Fray Diego de Herrera’s impressions of the Spanish settlement along Panay River

On June 4, 1570, three ships from New Spain reached the Philippines. It contained the much-needed reinforcements for the tired and hungry Spanish troops who transferred their settlement from Cebu to Panay River. On June 7, they reached Mariripi where they rested for a while. Here they learned from the natives that the governor, Miguel Lopez de Legazpi, had moved to Panay. In Fray Diego de Herrera’s letter to the viceroy of New Spain written in the last days of June 1570, he reported that from Mariripi, he and Captain Juan de la Ysla went to visit the Governor to Panay so that they may know where he wanted the vessels to go “for there is no port in Panay  and ships must take cover near a small island lying at the mouth of the river where the governor lives.” He adds that the island was “dangerous for vessels as the pilots and quartermasters believe.”

However, reading Herrera’s letter, one could surmise that he was disappointed with the governor’s decision of settling in Panay. He even remarked that “many were of different opinion” when he told de la Isla to send the ships to Panay. 

Part of Herrera’s letter also gives an overall impression at how badly he disliked the place: 

“I myself thought that his decision was wrong for the port was bad and it would be hard to unload the vessels. Also there was over one league and a half from the anchorage to the town and the sandbar at the mouth of the river made passage difficult. Nevertheless, on June 22, the vessels got there and when the men aboard saw this sad and stricken place in which we are now settled they were sad. The swamps looked bad  and the houses were built by the bank of the river where the water is brackish so that when the river rises it is necessary to go by the boat from house to house. It is hot and unhealthy and it rains day and night and although before we came, food was abundant now we lacked food.”

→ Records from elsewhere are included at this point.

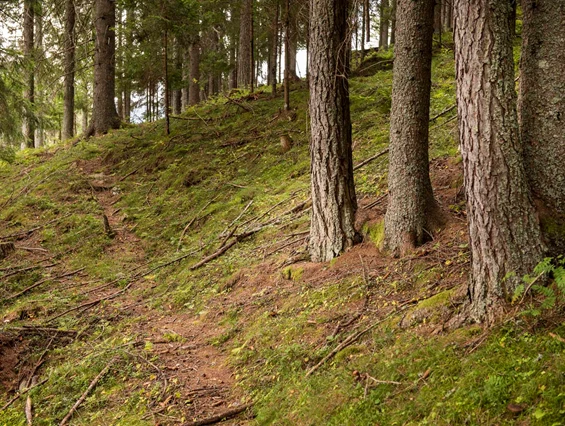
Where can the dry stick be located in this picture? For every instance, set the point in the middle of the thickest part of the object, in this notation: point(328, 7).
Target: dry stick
point(349, 340)
point(15, 398)
point(32, 230)
point(93, 303)
point(220, 417)
point(87, 391)
point(29, 416)
point(189, 224)
point(237, 218)
point(37, 284)
point(368, 160)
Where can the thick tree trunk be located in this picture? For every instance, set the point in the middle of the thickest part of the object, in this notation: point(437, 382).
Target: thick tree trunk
point(542, 113)
point(384, 23)
point(194, 90)
point(245, 57)
point(104, 114)
point(412, 213)
point(69, 95)
point(505, 239)
point(28, 127)
point(333, 191)
point(273, 48)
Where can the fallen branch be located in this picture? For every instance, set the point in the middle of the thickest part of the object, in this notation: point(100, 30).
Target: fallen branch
point(87, 391)
point(37, 284)
point(445, 111)
point(220, 417)
point(349, 340)
point(189, 224)
point(368, 160)
point(15, 398)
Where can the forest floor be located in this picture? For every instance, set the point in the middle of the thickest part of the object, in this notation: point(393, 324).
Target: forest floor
point(166, 280)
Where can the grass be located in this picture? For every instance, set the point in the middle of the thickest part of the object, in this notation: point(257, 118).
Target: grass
point(273, 324)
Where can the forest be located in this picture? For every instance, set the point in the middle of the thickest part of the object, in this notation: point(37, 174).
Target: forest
point(282, 212)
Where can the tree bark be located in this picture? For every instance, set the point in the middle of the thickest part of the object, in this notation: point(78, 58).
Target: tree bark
point(194, 88)
point(504, 233)
point(333, 191)
point(104, 114)
point(542, 113)
point(28, 127)
point(273, 48)
point(69, 96)
point(245, 57)
point(384, 22)
point(412, 213)
point(286, 82)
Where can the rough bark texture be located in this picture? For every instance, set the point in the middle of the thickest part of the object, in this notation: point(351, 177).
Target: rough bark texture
point(333, 192)
point(245, 57)
point(69, 96)
point(412, 213)
point(273, 48)
point(104, 114)
point(505, 239)
point(28, 127)
point(542, 112)
point(384, 22)
point(194, 88)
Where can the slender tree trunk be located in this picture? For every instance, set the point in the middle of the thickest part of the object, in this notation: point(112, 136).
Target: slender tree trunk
point(504, 233)
point(245, 57)
point(333, 191)
point(384, 22)
point(273, 44)
point(194, 90)
point(412, 213)
point(177, 93)
point(166, 95)
point(393, 23)
point(28, 127)
point(287, 57)
point(39, 58)
point(542, 113)
point(69, 96)
point(104, 114)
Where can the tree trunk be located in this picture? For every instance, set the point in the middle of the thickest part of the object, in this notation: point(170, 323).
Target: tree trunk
point(333, 191)
point(385, 16)
point(393, 23)
point(104, 114)
point(28, 127)
point(542, 113)
point(504, 233)
point(194, 90)
point(286, 82)
point(245, 57)
point(69, 95)
point(273, 47)
point(412, 213)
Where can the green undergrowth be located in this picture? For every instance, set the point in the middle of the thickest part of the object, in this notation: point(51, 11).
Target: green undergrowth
point(221, 161)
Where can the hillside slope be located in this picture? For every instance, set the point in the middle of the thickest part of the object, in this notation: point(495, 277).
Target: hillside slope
point(176, 266)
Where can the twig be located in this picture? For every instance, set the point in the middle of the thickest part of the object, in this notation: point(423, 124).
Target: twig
point(445, 111)
point(29, 416)
point(87, 391)
point(349, 340)
point(15, 398)
point(220, 417)
point(189, 224)
point(37, 284)
point(368, 160)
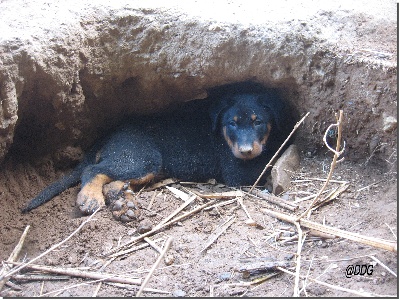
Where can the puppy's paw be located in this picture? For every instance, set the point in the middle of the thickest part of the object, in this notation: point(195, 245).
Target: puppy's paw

Herrera also reported to the viceroy the abuses committed by the Spanish soldiers and observed that they “despised” Legazpi. 

When he arrived in Panay, Herrera noted:

“I found the land in ashes and the soldiers free to do all sorts of wrong so that they are stealing and ravishing the land and they hunt the natives to sell them as slaves and I learned that there had been so much bloodshed that that I was sad in my soul especially as I learned that these wrongs were not unpunished.”

In fact, all these wrongs unpunished went on for the next 300 years. Today, while we prize the town of Panay as the second Spanish settlement in the Philippines, we should not forget as well that the colonizers also pillaged our land and abused our forefathers all for the name of gold and glory.